At the time the constitution was adopted, there were nine counties in the state, and it was provided, by the seventh section of the schedule, that until the first enumeration could be made, the county of Hamilton should be entitled to four Senators and eight Representatives, the county of Clermont to one Senator and two Representatives, to Adams one Senator & 2 Representatives, the county of Ross to two Senators and four Representatives, the county of Fairfield to one Senator and two Representatives, the county of Washington to two Senators and three Representatives, the county of Belmont to one Senator and two Representatives, the county of Jefferson as one Senator and four Representatives, the county of Trumbull to one Senator and two Representatives.

As it was foreseen, however, that a legislative majority might in evil times attempt to reduce any existing county below the standard of a single Representative, it was declared (in the third section of the seventh article) that no new county should be established, by the General Assembly, which would reduce the county or counties, or either of them, from which it was taken, to less contents than four hundred square miles.

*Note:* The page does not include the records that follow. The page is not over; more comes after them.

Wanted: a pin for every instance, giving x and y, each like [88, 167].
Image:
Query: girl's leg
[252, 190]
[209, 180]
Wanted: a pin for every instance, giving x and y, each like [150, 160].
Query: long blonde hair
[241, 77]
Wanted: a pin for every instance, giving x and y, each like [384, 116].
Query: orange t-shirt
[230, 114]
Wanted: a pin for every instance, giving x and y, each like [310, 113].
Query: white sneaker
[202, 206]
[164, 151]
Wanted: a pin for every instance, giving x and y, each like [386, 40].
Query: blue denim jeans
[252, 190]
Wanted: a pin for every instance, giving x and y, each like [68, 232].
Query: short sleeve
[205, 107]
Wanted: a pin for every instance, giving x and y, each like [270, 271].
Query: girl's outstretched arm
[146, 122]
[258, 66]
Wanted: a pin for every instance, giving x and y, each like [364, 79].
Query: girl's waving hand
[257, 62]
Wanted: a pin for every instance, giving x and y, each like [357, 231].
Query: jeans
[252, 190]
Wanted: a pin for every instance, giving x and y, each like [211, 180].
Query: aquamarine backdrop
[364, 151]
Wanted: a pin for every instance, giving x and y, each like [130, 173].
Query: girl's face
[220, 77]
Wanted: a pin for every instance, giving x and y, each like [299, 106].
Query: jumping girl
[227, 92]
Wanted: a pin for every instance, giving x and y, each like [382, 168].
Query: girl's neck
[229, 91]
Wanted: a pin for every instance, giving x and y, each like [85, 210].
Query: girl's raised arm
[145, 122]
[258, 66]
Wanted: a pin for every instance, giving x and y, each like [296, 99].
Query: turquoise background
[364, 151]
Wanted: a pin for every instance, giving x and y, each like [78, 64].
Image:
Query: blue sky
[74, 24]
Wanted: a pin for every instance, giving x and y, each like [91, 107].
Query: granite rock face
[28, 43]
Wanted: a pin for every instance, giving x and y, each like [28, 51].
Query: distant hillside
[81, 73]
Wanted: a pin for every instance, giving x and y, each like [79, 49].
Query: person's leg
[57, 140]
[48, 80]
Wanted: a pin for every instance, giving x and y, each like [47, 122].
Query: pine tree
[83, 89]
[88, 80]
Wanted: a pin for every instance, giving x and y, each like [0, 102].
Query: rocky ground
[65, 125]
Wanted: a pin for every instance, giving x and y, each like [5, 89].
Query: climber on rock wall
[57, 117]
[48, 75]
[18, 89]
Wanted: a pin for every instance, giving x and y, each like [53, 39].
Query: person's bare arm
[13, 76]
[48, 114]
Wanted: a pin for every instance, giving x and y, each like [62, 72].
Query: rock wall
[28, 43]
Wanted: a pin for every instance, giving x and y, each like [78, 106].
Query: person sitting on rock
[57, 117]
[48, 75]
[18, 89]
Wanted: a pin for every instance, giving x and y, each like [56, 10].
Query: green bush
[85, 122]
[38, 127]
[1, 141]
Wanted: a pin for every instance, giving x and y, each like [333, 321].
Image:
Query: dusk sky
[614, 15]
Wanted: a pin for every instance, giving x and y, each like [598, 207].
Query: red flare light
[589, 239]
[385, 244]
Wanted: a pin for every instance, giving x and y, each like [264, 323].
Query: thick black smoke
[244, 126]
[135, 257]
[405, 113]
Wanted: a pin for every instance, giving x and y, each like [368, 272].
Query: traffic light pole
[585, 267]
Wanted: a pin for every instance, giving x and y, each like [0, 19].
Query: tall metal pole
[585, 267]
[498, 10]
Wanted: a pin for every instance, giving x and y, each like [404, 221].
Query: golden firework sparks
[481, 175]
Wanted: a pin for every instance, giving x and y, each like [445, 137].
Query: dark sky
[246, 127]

And to prevent the legislature from erecting any part of an existing county into a separate county organization, in such a mode as to deprive it of representation, it was further declared that no county should be laid off of less contents than four hundred square miles, and that every new county, as to the right of suffrage and representation, should be considered as a part of the county, or counties, from which it was taken, until entitled, by numbers, to the right of representation.

These are all the passages of our constitution touching Representatives in the General Assembly, and the intention of them is plain.

When the quadrennial enumeration of white male inhabitants shall have been made, the whole number of Representatives in the General Assembly must be fixed. And this whole number must be apportioned among the several counties then in existence—so many of the number to Hamilton county, so many to Clermont, so many to each of the other counties—just as the constitution itself apportioned the thirty Representatives of the first State Legislature.

Thus far the bill of February 13th, 1848, "to fix and apportion the representation of the General Assembly of the State of Ohio," obeys the constitution: for it fixes the whole number of Senators at thirty-six, of Representatives at seventy-two, and apportions, of that number, two Senators and five Representatives to the county of Hamilton.

Let me read the first section of the bill.

"That the General Assembly of this State shall be composed of thirty-six Senators and seventy-two Representatives, to be apportioned as follows, to wit:

"To the county of Hamilton two Senators and five Representatives, to be elected as follows: So much of the said county of Hamilton as is comprised within the limits, as now constituted, of the first, second, third, fourth, fifth, sixth, seventh and eighth wards of the city of Cincinnati, shall compose the first district, and shall be entitled to one Senator and two Representatives, the Senator to be elected in the years eighteen hundred and forty-nine and eighteen hundred and fifty-one: so much of said county of Hamilton as is not included in the first district shall compose the second district, and shall be entitled to one Senator and three Representatives, the Senator to be elected in the years eighteen hundred and forty-eight and eighteen hundred and fifty." 46th vol. Ohio Stat., 57.

But you perceive, Mr. Speaker and gentlemen, that whereas the constitution ordains the annual choice of Representatives "by the citizens of each county respectively." (which is to say, in terms more familiar, that each citizen of the county shall have a vote for each Representative,) this bill of February last provides that one of the Senators with two of the Representatives shall be chosen by a part of the citizens of the county, and the other Senator with three of the Representatives by the residue of the citizens. In this regard, the bill is clearly unconstitutional, and, in this regard, must be holden for nought.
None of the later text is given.